@MicPie,
thank you for sharing your thoughts and all the insightful links. Meanwhile, I came to realize that all the correlation tests are actually pretty meaningless in practice. In my last experiment, I simply used Bayesian optimization and it just worked out of the box and delivered results far superior to anything I have done myself.
In a nutshell, building any deep learning model consists of three optimization problems:
- Find best features
- Find best model
- Find best model hyperparameter.
For (1), you can use either try & error, leverage domain knowledge or simply use genetic algorithms. The later deliver the same result as brute force search but at about 10X faster speed.
For (2), you can use any existing model, if good enough, build your own, or use deep neuronal evolution to find your best model. The latter is computational expensive.
For (3), your lucky, because that’s the easiest part because there are plenty of tools at your disposal. For starters, use known best practices as fast.ai is doing it all the time. Then, there is bayesian optimization, which is arguably a bit shaky when used standalone. Some folks question whether it is any better than open search, and indeed, the evidence seems inconclusive. However, when combined with evolutionary search strategies, it delivers superb results although in a non-deterministic way. In practice, I got the optimal result within the three runs or so, that’s actually a non-issue.
Also, there are model-agnostic tools to tune hyper parameter, although I have not explored them yet.
I think Jeremy recently made a point about not teaching Reinforcement Learning because it is in fact no better than any good search algorithm. A valid point he made, and I discovered recently that any crappy model optimized with a genetic algorithm easily outperforms the most sophisticated RL system by a wide margin. Conversely, those RL agents that actually do well in practice usually leverage a lot of optimization, either by using plain brute-force search or a genetic algorithm.

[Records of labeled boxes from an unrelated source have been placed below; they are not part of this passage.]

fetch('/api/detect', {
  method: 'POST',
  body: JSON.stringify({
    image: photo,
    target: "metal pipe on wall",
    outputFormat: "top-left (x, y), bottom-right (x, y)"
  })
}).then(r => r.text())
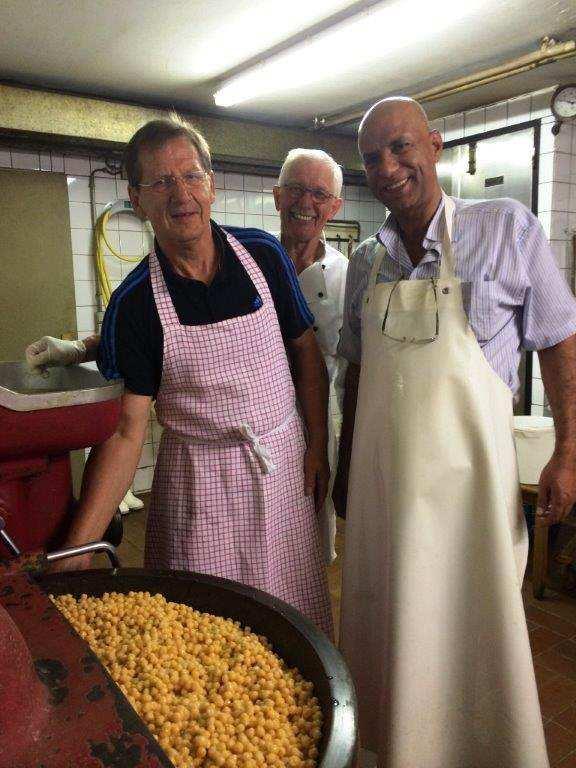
top-left (314, 38), bottom-right (576, 130)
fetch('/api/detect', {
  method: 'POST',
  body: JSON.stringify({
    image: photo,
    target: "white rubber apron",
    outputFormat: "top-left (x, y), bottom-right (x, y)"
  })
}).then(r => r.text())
top-left (340, 197), bottom-right (549, 768)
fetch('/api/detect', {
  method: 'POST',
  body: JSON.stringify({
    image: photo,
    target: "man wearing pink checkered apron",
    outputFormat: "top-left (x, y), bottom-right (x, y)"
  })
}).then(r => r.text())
top-left (55, 114), bottom-right (332, 636)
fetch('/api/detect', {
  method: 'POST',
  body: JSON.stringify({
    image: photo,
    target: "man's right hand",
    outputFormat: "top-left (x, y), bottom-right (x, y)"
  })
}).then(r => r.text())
top-left (25, 336), bottom-right (86, 373)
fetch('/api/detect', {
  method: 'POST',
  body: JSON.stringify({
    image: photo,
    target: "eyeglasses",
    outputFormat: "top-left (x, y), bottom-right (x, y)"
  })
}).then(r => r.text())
top-left (137, 171), bottom-right (208, 195)
top-left (382, 277), bottom-right (440, 344)
top-left (281, 184), bottom-right (336, 203)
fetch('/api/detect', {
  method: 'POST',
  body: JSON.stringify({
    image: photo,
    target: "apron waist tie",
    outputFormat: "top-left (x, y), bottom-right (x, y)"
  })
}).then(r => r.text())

More recently, the decades-old genetic algorithm make a strong comeback, but now labeled as “Deep Neuro Evolution” to auto-optimize RL/Agents and Deep Nets with millions of parameters. Uber heavily invests in that field because of the simple reality that any auto-optimizer is doing better than any human whenever your model becomes complex. And there is no shortage of complex models out there, but certainly a shortage of highly optimized ones. It is very telling that Google, Uber, and OpenAi moving all beyond RL and towards Deep Neuro Evolution since all three have the problem of optimizing large and complex models.
https://eng.uber.com/deep-neuroevolution/
Reinforcement Learning may or may not survive the decade, but Deep Neuro Evolution is meant to stay simply because it is going to solve a ton of really hard optimization problems within a reasonable time and with reasonable resources. By reasonable, I mean 48 Cores instead of the hundreds of GPU’s/TPU’s Google loves to use in its experiments. When you can auto-optimize a common architecture and hyperparameter within an hour or less, I take it any day.